Certainly file operations were much easier with PowerShell, and I built scripts to copy backup files around the network. AD operations were easy in PoSh. However, when I tried accessing SQL Server, I thought the code was complex. In fact, whether I was running a stored procedure, or performing a restore, the PowerShell code required was cumbersome. A good example is shown at the beginning of Aaron Nelson’s recently updated post on querying with PoSh. The complexity shown to just make a connection to PoSh made me think I should just write that kind of code in C#, with all the debugging and other software support available in Visual Studio. Building quick utilities with PoSh was something I’d like to avoid.

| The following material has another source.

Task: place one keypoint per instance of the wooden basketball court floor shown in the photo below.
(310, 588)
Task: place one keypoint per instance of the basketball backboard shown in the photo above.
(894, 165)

When I heard that SQL Server Powershell was being updated, I wasn’t too excited. I had visions of there being newer versions of cmdlets, but a similar level of effort to work with SQL Server. However, as I’ve played with the new cmdlets, along with the dbatools module, I see PoSh becoming easier to use than T-SQL in some cases. In fact, I’ve started to keep a command line window open (with ConEmu) and access that to perform lots of quick tasks that aren’t based on simple queries of data. Even a backup with Backup-SqlDatabase seems as simple as it might be in T-SQL, perhaps more so if I don’t have an SSMS connection open.
I know there can be a debate over whether you need PoSh as a DBA or you can get by with just T-SQL. I don’t want to take a side here, and no matter how you feel, if you can get work done, then you are successful. Your job depends on you being able to reliably write code to perform some task over and over. The language doesn’t matter.
My view is that I think there are cases where PoSh seems a better fit and places where T-SQL works really well. I want to improve my skills in both so that I can decide what works best in any particular situation, and feel comfortable in building a solution either way.